At the end, of course the two didn't meet, and the promise of "see you at 8:30 tonight at the same place" was abandoned like the promise of the kiss. In a set of montages showing the passage of time, we still see the same empty street, the same horse-drawn carriage and passers-by, the same old place and buckets with floating wooden blocks, playing children, and rustling works blown by the wind. Loud trees, indifferent passers-by... Then the camera cuts back to the old place agreed by the two. When we thought that the back of the blonde woman in the camera might be Victoria, we found that she was just a passer-by. Gradually the city fell into the night, and there was no one in the place that was endowed with the promise in the aerial footage, only the pale street lamps were illuminating for whom I did not know. The static tonality of the film is expressed to the extreme in such an ending.
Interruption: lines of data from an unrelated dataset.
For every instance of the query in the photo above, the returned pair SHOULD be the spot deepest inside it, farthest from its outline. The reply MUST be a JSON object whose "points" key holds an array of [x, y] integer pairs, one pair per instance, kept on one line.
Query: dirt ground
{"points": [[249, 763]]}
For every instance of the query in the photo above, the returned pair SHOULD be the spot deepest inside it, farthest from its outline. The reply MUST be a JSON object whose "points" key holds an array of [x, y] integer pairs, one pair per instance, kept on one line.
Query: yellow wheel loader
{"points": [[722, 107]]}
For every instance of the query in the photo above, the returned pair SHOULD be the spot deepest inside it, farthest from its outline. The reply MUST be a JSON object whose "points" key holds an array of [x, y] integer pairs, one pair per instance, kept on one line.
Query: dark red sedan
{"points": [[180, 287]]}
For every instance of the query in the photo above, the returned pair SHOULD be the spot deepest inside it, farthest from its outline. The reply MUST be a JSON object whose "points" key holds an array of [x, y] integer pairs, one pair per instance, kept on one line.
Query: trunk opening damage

The scenes that are assembled and have no substantive connection to show the surrounding world seem to be extremely boring, but it is the daily space that these shots show, such as the empty streets before. The row of pillars on the top, the driftwood in the bucket, and the boring trivial actions of the protagonist reveal the illusoryness of the character's inner state and emotion. Seemingly meaningless spaces, objects and actions are endowed with phenomenological meanings. The title of the film is "eclipse", which may indicate "emptiness" and "nothingness". In the film, a large number of seemingly meaningless things are presented along with the overall silence, which not only outlines the characters' living space, but also It reflects the inner world of the characters - an alienated void.